I've been trapped in my mother's house ever since I was a young girl (I'd say around 8 years old, I'm 23 now) and ever since I can remember, she has had a severe hoarding problem. I'm not quite sure how old she is exactly due to how defensive she has been over her age, but I estimate she's over 60+ years old now. I had to grow up quickly to take care of her and deal with her hoarding issues along with what I assume are horrible mental issues, judging on the way I was raised. There's a lot of story I could tell, but the jist of it is, I can't support her and I don't even have the tools to support myself due to how isolated I was growing up and how I wasn't allowed an education.

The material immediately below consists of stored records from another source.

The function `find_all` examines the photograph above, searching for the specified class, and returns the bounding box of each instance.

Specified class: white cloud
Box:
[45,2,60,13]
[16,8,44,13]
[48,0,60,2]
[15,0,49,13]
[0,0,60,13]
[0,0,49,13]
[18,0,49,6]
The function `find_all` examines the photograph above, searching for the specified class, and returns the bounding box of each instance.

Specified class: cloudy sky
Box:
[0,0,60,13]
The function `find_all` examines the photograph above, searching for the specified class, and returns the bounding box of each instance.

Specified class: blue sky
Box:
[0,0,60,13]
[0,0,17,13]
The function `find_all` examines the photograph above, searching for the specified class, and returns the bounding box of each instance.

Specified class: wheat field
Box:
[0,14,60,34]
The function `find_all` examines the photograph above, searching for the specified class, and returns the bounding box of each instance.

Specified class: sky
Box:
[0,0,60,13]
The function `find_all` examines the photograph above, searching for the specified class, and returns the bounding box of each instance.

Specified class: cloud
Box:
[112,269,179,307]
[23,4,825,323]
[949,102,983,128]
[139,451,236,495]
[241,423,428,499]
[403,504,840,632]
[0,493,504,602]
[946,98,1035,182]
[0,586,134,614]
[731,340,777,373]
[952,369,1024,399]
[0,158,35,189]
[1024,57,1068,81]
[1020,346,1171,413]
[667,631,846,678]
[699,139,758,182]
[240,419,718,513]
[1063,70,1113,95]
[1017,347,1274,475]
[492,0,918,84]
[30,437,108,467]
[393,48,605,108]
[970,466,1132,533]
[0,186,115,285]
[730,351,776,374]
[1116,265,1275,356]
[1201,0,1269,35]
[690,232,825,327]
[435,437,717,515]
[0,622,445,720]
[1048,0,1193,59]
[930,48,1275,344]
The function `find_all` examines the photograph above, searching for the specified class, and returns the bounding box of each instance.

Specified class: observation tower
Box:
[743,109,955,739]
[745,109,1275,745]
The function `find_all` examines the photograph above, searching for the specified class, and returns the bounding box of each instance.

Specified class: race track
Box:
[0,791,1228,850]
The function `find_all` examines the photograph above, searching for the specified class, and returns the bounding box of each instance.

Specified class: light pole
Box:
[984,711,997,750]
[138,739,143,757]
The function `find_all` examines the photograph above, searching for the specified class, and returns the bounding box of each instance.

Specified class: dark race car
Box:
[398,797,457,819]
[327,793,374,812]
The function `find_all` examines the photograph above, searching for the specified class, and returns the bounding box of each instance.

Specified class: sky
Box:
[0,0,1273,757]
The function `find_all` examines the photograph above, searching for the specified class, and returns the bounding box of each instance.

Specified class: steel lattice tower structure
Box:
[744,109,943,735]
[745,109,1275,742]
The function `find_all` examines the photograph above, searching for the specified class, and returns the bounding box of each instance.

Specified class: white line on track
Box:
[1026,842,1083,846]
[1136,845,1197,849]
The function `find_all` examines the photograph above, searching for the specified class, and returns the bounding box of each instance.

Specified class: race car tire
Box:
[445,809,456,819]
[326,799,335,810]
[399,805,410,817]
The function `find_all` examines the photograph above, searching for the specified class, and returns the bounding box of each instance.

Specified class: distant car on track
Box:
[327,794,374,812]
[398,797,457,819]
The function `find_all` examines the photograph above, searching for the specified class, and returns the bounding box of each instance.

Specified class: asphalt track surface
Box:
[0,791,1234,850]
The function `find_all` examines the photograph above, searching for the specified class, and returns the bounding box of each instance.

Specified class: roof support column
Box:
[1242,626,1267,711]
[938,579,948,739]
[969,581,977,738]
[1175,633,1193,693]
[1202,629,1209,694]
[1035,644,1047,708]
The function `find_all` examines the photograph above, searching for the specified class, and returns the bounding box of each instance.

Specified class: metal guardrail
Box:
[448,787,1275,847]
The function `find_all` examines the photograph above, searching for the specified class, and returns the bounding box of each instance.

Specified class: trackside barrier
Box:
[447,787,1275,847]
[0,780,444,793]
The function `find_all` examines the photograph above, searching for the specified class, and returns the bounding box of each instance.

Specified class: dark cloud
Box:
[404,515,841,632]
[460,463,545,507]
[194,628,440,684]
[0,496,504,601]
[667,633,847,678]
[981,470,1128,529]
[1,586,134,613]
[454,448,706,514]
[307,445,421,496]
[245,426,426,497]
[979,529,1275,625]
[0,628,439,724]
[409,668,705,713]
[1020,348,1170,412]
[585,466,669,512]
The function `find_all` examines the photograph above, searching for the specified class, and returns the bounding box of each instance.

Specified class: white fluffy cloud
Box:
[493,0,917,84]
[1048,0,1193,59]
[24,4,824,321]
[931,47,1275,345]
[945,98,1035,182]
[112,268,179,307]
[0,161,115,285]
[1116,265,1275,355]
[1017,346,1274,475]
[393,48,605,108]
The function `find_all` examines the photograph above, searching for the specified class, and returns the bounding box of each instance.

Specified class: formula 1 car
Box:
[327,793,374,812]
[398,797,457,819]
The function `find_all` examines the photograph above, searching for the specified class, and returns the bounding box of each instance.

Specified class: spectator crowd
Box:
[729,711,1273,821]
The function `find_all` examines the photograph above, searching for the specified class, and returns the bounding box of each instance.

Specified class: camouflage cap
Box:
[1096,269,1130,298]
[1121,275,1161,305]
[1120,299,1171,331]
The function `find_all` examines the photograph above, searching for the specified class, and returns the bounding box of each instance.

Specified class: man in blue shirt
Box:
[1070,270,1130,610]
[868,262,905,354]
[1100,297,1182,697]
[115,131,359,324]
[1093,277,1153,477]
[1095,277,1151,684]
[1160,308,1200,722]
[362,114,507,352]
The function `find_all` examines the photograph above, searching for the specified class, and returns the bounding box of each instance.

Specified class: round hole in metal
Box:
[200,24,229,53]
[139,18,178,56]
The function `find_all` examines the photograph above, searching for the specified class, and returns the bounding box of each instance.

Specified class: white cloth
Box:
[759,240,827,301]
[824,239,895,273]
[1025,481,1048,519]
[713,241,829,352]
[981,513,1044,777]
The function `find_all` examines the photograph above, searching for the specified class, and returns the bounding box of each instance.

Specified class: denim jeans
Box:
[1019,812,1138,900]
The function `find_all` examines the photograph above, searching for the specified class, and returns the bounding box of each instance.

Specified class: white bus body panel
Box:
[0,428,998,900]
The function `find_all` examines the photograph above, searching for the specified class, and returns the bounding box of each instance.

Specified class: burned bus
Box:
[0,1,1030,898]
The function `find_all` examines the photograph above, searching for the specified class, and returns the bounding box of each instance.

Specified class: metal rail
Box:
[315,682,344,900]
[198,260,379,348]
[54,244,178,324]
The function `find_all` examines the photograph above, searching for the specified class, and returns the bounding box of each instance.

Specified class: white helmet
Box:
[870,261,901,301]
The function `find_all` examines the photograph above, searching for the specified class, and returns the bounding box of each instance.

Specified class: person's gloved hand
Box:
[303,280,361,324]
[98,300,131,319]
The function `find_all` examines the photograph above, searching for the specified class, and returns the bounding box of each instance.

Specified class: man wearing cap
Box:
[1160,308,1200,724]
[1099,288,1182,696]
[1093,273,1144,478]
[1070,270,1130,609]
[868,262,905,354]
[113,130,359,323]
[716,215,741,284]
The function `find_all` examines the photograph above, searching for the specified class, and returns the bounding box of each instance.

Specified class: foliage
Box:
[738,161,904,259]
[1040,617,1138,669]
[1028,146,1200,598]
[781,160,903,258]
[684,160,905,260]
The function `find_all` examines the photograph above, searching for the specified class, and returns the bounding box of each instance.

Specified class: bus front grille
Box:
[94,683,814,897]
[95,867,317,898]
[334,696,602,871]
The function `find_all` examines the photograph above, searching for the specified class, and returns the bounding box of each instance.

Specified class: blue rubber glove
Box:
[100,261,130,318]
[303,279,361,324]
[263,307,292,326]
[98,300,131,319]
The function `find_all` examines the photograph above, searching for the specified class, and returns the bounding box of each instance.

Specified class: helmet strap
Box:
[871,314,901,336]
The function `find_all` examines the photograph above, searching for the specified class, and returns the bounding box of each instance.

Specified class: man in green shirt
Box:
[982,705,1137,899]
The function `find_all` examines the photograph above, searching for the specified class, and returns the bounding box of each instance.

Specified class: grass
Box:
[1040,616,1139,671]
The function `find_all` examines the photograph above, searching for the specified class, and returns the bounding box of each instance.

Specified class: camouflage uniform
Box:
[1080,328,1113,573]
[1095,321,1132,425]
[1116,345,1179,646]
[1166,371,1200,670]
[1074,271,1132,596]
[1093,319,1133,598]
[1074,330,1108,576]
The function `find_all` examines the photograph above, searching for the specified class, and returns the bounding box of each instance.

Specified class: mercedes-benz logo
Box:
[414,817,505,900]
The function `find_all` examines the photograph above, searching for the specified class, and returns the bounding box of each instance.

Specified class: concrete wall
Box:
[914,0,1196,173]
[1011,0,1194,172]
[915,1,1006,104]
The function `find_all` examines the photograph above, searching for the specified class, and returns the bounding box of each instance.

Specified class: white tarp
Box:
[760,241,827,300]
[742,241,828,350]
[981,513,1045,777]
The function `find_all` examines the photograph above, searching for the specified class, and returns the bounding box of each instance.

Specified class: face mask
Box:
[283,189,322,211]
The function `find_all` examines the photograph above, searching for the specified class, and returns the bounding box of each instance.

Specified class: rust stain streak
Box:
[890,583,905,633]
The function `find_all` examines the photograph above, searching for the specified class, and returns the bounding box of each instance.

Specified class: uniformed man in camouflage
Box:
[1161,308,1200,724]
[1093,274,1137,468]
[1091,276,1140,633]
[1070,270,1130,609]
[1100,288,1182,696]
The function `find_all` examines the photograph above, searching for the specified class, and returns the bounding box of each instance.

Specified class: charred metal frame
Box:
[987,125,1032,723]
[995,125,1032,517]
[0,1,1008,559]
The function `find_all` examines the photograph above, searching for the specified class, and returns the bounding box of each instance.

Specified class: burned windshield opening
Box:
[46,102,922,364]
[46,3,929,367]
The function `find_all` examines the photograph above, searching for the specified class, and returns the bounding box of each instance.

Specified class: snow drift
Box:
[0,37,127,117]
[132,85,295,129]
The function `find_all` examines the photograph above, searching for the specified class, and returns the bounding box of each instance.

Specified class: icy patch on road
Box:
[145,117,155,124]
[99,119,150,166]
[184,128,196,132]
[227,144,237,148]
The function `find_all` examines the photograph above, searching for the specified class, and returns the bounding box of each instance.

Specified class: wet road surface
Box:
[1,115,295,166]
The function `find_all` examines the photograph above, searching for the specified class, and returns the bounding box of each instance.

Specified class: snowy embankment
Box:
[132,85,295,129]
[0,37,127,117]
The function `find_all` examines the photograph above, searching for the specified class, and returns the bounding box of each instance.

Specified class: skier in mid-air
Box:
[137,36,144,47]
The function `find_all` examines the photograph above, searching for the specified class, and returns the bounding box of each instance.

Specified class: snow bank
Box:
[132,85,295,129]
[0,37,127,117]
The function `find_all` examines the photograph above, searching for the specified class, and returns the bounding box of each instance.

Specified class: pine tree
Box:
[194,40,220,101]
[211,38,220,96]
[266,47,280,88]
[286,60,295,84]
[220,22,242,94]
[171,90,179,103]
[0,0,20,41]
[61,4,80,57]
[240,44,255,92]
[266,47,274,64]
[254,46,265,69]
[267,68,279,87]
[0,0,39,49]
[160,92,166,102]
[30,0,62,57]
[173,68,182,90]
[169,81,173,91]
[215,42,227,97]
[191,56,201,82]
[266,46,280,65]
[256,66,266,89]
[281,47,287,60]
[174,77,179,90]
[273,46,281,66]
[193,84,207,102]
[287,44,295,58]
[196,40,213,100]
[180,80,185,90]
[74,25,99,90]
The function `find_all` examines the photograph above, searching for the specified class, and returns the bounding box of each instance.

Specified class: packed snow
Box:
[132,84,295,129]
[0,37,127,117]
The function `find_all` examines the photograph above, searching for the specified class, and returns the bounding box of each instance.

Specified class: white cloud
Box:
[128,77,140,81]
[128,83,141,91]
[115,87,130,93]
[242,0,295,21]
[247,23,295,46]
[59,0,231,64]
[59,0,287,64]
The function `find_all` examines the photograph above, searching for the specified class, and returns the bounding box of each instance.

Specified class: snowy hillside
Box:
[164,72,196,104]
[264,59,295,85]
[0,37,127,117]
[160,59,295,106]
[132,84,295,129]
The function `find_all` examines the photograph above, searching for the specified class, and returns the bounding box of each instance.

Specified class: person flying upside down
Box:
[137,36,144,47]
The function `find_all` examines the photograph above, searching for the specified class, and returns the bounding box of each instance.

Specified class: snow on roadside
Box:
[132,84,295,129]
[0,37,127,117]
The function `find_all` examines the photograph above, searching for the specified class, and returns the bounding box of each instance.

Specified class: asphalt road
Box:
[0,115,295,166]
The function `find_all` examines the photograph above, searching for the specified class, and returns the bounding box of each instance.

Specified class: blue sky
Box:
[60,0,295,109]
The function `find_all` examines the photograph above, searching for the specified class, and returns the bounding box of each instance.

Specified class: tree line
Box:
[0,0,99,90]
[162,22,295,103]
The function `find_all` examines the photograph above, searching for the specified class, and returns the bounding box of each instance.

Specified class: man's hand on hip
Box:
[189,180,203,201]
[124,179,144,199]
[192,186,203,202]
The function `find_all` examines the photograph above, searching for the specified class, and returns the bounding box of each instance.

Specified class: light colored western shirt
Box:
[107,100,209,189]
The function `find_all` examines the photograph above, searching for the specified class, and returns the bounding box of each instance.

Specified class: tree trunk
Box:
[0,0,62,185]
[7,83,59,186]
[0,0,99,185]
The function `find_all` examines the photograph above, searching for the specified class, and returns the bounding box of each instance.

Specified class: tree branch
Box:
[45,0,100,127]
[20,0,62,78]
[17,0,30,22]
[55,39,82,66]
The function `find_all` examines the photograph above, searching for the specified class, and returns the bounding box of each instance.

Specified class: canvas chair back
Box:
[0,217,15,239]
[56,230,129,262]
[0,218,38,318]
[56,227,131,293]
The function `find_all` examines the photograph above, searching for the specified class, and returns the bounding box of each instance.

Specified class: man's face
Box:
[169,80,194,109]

I have no other family or even friends to help me figure this out and I'm reaching my limit. Something has to change, but I don't know how to move forward, so I'm trying forums and extensive research to try to make a difference. I've tried talking to her about ways to help with her hoarding issues, but she's in denial, refuses help and doesn't want me or anyone else touching her mess because there's 'good stuff here'. She's also very emotionally abusive, so trying to reason with her is difficult in its own right.
There's mold on the walls, a mice infestation, no working plumbing, barely any lighting, all sorts of garbage and useless cluttered piled up, sewage in the bath tub -- plenty of health hazards and the common 'goat trail' where things are too stuffy to navigate other than a designated, suffocating pathway that threatens to trip you up every time you attempt to navigate it. Rotten food, animal feces, the list goes on.
I have no idea what to do. Should I turn her in to Social Services? The Health Department? Something? I feel lost and I'm barely coping. If someone has some guidance, I'd appreciate it.